The Upper Tribunal went on to adopt a practical approach in determining what qualifies as a power, looking to the substance and not the form. At paragraph 106, it stated that the relevant question was whether the powers “give the body an ability that confers on it a practical advantage relative to the rules of private law”.
Fish Legal involved privatised utility companies with “certain statutory powers”, including (but not limited to) the power of compulsory purchase of land; the right to make bye-laws relating to waterways; the power to discharge water; and the right to impose temporary hosepipe bans. In NAMA, O’Donnell J. stated at paragraph 50: “[T]he decision in Fish Legal provides an authoritative interpretation of the Directive, and moreover does so in the context of a common law system.” O’Donnell then applied the Fish Legal test by describing NAMA’s powers (of compulsory acquisition, of enforcement, to apply to the High Court to appoint a receiver and to set aside dispositions) and the legal basis for its powers in reference to the legal situation of the water companies in Fish Legal, highlighting its “substantial powers”, its “exceptional” scope and scale, and its “important public functions”.

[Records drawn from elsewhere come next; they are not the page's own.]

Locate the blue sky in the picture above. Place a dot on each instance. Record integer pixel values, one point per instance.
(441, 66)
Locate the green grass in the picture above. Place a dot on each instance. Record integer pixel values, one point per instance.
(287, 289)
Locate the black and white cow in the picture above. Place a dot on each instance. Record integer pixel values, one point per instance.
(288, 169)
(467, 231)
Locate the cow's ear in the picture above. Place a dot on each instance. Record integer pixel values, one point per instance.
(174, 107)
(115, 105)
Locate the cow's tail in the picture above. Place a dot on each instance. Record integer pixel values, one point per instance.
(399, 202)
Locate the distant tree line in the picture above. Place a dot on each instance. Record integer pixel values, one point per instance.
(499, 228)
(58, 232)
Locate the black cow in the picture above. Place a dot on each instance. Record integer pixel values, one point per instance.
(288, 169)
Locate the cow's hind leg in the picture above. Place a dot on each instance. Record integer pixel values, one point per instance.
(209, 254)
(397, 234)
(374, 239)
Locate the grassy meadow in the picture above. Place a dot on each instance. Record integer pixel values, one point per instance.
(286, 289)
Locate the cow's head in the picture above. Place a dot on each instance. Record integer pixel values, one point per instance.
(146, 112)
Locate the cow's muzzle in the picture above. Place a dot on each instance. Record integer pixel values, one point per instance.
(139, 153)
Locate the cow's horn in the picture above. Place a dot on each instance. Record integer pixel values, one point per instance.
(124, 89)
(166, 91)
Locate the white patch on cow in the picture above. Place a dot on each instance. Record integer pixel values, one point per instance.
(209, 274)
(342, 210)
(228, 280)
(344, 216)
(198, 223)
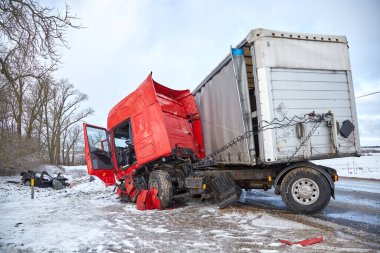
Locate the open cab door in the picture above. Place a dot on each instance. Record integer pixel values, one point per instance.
(97, 153)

The M1 is a major piece of public infrastructure and the collection of tolls is akin to tax collection. I accept that its power to “demand, charge, collect and recover tolls” as set out in the M1 Bye-laws, coupled with its additional powers under the Roads Act as a road undertaking, confers on it a practical advantage relative to the rules of private law. Similar functions and powers conferred on Asfinag by contract and licence were found to be “special powers beyond those resulting from the normal rules applicable in relations between individuals”. In the circumstances, I am satisfied that CRG is a public authority within the meaning of article 3(1)(b) of the AIE Regulations.

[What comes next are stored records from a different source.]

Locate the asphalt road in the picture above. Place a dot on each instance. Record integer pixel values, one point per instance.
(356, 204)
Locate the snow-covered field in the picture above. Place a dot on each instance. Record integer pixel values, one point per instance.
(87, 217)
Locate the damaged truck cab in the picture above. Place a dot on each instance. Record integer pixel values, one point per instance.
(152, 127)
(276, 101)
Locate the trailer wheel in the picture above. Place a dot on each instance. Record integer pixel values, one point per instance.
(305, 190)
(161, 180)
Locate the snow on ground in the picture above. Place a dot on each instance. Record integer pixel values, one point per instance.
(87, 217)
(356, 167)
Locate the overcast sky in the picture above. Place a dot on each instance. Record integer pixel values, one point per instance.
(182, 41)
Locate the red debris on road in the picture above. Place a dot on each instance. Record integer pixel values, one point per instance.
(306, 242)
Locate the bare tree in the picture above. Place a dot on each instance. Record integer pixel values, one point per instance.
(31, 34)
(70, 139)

Accordingly, I find that CRG was not justified in refusing the appellant’s request on the basis that it is not a public authority within the meaning of the Regulations. While it is unclear whether the appellant wishes to pursue an argument that CRG is also captured by paragraph (c) of definition, I do not consider it necessary to determine the matter in any event. As I find that CRG is a public authority under article 3(1)(b) of the Regulations, it must undertake a fresh decision-making process in response to the request in accordance with the Regulations. In doing so, it should have regard to the recent judgments in Jim Redmond & Mary Redmond v Commissioner for Environmental Information & Coillte  EICA 83 and Electricity Supply Board v Commissioner for Environmental Information  IEHC 190. It should also have regard to the decision of this Office in Case CEI/17/0026 (New Morning Intellectual and Transport Infrastructure Ireland).

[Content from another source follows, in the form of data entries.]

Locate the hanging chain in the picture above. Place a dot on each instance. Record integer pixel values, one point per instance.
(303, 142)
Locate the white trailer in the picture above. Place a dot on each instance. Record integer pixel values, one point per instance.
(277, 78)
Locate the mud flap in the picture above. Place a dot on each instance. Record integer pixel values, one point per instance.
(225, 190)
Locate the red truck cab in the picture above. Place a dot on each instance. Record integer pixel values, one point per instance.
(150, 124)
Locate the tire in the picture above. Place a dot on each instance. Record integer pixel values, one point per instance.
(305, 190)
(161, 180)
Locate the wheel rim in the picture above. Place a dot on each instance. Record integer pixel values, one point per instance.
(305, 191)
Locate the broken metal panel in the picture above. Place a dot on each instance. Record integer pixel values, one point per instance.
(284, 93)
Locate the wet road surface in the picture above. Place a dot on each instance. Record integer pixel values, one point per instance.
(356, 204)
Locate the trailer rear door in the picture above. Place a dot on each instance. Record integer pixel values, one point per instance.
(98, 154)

Having carried out a review under article 12(5) of the AIE Regulations, I find that CRG was not justified in refusing the appellant’s request on the basis that it is not a public authority within the meaning of the Regulations. I therefore annul CRG’s decision and direct it to undertake a fresh decision-making process in relation to the appellant’s request in accordance with the Regulations, including the timeframes specified. This means that, subject to article 13 of the Regulations, action on the request should be taken within one month as specified under article 7(2) of the Regulations.
A party to the appeal or any other person affected by this decision may appeal to the High Court on a point of law from the decision. Such an appeal must be initiated not later than two months after notice of the decision was given to the person bringing the appeal.